The RS-Diffuser framework suggests a paradigm shift in offline RL policy deployment: risk preference modulation via inference parameters rather than retraining. This enhances operational adaptability, especially in environments with variable risk tolerance. The underlying methodology is extendable to domains requiring compliance with multi-objective constraints, richer uncertainty-aware critics, and high-dimensional robotics control.
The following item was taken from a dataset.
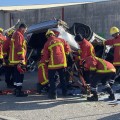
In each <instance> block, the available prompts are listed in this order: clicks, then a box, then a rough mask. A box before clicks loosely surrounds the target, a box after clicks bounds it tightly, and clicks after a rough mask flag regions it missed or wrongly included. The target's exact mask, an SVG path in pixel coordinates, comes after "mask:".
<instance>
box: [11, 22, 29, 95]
mask: <svg viewBox="0 0 120 120" xmlns="http://www.w3.org/2000/svg"><path fill="white" fill-rule="evenodd" d="M26 29H27V26H26V25H25V24H24V23H21V24H20V25H19V28H18V29H17V30H16V31H15V32H14V34H13V36H12V38H11V43H10V52H9V61H10V64H12V65H14V85H15V86H16V89H15V91H14V94H15V96H16V97H25V96H27V94H25V93H24V92H23V91H22V90H21V89H22V84H23V79H24V71H25V68H24V65H26V51H27V46H26V40H25V39H24V33H25V32H26Z"/></svg>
Future work may focus on expanding RS-Diffuser to real-world robotics domains with richer dynamical structure, integrating constraint inference (e.g., ICRL methodologies), and investigating the interplay between distributional policy evaluation and generative planning in multi-agent and multi-task settings.

Conclusion

RS-Diffuser demonstrates that explicit distributional guidance within diffusion planning decisively improves risk-sensitive decision-making in offline RL. It achieves state-of-the-art performance in both mean and worst-case returns across diverse safety-critical benchmarks, while enabling flexible post-hoc control over risk appetite. The approach merges the expressive trajectory modeling of diffusion with principled distributional value evaluation, offering a robust foundation for deploying adaptive, safe, and high-performance RL agents (2606.27766).